A market analyst, probably not Apples favourite guy right now, claims that Apple will cut production of the revolutionary iPhone by around 40 percent during the current 4th quarter.
FBR Capital Markets analyst Craig Berger said in a report that, compared to the previous year on year figures, some “new checks” have helped him to reach the 40 percent reduction figure, which has no doubt got Apples shareholders nervous.
Berger’s latest prediction marks an increase of four times the amount of his earlier forecasts, when he said iPhone production would reduce by ten percent during the current quarter.
However, it’s not quite as crystal clear as Berger makes out.

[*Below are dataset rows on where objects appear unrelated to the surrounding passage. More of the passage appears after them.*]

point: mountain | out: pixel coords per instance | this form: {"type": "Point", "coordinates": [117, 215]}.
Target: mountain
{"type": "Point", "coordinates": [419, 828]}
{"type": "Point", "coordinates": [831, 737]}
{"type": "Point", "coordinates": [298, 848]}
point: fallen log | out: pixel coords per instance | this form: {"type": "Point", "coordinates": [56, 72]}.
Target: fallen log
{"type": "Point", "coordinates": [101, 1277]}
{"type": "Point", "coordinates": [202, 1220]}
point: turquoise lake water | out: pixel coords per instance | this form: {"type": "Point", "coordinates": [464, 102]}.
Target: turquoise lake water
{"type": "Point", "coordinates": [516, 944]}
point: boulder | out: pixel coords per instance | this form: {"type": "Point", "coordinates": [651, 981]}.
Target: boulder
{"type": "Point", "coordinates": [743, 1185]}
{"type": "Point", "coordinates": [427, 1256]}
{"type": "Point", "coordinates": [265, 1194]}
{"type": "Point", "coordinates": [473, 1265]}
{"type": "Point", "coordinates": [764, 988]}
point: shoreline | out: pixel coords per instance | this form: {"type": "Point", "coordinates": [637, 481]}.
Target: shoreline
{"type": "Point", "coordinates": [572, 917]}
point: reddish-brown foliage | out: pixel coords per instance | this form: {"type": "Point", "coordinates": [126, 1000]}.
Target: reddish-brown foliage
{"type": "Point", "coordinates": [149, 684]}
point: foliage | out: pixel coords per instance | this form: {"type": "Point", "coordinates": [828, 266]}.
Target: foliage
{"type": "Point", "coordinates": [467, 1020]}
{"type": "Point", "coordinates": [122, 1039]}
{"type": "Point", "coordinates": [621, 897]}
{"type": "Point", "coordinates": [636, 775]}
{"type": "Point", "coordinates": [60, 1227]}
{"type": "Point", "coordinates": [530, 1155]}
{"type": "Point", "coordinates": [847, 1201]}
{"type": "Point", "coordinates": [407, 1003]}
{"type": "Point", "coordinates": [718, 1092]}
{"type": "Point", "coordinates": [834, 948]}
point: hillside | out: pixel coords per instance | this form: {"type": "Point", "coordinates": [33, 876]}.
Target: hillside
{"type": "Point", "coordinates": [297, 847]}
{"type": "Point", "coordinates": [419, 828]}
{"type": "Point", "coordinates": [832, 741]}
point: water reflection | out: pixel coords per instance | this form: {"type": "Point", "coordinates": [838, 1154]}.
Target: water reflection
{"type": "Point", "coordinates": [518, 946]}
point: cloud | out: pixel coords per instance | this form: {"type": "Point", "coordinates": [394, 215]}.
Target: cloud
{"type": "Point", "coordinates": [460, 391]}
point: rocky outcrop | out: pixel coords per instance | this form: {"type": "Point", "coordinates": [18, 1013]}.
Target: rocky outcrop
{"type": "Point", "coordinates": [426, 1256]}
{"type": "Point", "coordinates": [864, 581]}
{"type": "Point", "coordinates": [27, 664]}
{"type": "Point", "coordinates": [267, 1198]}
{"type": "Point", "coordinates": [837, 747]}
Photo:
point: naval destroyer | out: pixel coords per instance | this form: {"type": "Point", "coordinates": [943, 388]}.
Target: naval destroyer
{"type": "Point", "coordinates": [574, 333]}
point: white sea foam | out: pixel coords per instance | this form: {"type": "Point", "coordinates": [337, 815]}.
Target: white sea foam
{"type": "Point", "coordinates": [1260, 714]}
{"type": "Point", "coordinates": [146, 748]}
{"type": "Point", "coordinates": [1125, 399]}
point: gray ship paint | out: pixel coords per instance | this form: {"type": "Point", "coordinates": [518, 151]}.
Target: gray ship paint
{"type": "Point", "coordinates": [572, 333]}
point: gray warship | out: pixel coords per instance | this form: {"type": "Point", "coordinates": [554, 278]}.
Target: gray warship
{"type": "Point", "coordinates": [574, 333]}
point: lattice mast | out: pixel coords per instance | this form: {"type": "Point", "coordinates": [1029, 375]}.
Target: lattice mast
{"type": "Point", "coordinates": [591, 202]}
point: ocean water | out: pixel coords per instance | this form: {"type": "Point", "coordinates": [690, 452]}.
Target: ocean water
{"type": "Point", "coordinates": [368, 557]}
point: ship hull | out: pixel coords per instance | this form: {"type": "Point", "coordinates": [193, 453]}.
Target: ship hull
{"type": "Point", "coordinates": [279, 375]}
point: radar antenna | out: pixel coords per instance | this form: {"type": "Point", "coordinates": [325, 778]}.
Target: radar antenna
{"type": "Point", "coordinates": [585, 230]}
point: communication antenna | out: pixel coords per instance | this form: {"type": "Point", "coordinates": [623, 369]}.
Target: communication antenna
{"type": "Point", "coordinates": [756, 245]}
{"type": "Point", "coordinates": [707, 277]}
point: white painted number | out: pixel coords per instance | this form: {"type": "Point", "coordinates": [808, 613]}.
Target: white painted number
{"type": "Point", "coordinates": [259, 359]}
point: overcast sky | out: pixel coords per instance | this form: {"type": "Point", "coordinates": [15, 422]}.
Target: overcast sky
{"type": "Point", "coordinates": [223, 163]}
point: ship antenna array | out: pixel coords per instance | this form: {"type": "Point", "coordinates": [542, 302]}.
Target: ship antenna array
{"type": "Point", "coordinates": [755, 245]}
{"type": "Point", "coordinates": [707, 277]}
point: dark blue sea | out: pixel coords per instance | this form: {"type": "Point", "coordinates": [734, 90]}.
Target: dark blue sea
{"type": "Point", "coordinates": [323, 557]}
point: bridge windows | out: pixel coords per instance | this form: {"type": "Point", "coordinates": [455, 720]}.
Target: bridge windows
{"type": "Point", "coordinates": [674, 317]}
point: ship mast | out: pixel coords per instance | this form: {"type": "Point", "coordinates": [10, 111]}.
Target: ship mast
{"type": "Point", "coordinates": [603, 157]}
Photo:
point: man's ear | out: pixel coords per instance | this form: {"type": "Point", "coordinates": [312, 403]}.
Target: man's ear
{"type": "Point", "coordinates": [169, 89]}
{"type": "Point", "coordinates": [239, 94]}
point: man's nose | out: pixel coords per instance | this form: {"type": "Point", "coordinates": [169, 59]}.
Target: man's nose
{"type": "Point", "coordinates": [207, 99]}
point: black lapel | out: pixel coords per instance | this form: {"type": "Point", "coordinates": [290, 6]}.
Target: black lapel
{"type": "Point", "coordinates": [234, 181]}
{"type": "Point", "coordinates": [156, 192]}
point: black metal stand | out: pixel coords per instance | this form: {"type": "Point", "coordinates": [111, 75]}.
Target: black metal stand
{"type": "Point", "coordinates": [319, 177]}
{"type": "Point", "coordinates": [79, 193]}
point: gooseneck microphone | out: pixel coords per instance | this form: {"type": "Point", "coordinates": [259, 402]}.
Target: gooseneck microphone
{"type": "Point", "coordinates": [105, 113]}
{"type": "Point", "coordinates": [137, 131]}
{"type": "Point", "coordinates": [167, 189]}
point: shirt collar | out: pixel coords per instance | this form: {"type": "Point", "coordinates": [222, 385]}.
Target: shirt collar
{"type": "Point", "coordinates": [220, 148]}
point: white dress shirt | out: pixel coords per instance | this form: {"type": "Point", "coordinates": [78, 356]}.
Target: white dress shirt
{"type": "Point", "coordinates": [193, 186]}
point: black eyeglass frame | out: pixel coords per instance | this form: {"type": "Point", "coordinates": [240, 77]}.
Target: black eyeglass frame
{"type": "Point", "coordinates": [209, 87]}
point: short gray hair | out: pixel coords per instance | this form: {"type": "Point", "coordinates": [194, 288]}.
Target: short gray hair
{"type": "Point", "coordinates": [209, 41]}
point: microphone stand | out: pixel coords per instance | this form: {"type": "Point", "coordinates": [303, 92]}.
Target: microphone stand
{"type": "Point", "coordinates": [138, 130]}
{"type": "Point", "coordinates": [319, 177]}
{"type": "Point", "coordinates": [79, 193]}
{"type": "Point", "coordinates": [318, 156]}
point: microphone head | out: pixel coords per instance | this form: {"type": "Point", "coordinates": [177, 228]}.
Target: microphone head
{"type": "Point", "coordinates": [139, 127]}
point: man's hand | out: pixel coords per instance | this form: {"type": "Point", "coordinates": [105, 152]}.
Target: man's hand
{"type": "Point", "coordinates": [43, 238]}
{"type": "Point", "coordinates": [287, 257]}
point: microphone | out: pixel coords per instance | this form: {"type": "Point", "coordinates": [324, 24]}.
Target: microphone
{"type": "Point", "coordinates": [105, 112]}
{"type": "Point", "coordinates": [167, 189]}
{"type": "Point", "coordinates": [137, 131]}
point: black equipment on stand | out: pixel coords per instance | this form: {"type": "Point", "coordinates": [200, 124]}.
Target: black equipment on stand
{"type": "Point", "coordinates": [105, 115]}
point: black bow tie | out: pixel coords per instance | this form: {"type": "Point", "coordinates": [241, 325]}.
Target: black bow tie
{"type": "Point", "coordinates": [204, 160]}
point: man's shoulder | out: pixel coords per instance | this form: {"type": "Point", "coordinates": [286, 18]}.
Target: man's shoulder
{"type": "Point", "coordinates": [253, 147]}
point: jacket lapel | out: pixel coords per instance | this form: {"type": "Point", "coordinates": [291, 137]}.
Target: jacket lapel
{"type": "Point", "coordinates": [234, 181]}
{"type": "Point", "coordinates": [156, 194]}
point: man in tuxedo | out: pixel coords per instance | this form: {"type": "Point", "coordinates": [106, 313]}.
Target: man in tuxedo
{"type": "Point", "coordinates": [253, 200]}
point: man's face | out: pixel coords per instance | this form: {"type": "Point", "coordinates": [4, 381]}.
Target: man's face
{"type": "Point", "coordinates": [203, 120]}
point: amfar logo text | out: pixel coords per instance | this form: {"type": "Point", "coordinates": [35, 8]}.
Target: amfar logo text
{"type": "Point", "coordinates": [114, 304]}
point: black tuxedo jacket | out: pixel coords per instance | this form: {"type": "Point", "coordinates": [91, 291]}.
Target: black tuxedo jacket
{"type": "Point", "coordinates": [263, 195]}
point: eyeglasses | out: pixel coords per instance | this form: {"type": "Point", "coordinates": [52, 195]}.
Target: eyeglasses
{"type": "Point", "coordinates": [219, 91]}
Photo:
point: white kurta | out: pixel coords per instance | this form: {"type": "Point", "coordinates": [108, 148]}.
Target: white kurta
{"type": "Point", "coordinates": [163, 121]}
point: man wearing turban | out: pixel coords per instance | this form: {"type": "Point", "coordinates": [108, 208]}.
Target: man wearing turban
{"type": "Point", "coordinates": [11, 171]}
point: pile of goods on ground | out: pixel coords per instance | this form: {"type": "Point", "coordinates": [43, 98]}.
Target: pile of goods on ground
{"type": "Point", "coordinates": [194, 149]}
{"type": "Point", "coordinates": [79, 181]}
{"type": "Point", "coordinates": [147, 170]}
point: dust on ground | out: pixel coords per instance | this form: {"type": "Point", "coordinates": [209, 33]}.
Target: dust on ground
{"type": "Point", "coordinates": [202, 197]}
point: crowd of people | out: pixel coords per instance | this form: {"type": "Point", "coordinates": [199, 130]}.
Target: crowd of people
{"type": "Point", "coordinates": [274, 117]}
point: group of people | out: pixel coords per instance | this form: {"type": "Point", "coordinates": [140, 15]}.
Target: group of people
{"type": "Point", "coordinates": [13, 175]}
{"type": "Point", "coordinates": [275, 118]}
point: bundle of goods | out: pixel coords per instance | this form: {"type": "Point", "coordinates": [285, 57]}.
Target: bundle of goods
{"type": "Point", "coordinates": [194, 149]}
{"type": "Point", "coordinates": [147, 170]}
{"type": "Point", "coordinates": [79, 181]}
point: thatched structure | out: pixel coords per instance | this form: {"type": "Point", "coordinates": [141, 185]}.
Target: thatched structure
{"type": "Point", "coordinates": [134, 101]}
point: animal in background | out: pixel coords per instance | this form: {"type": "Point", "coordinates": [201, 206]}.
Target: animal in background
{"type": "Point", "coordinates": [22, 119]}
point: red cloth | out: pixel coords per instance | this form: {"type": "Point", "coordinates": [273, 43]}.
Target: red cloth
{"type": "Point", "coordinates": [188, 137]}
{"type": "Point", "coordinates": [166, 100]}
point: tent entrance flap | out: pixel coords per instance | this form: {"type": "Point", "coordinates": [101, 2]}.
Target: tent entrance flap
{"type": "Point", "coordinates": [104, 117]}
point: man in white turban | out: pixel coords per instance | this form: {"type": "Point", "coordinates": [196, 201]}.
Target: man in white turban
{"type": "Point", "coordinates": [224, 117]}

Apple iPhone sold 6.9 million units in the third quarter of the year, and the reasons for any reduced output could be many things.
It’s entirely plausible that the company over-ordered during the previous quarter and it may want to reduce market stock levels slightly. Its also possible with the global credit crisis that Apple are just being cautious.
News corporation CNN said that Bergers analysis should be “taken with a grain of salt, given Bergers track record with Apple”, before noting some of the analysts previous claims on the company.
It’s fair to say that maybe Craig Berger is a rubbish analyst. He made claims last February that Apple had cut its build forecast for MacBooks because of a predicted 50 percent decline in sales. What actually happened was sales in macBook rose by seven percent.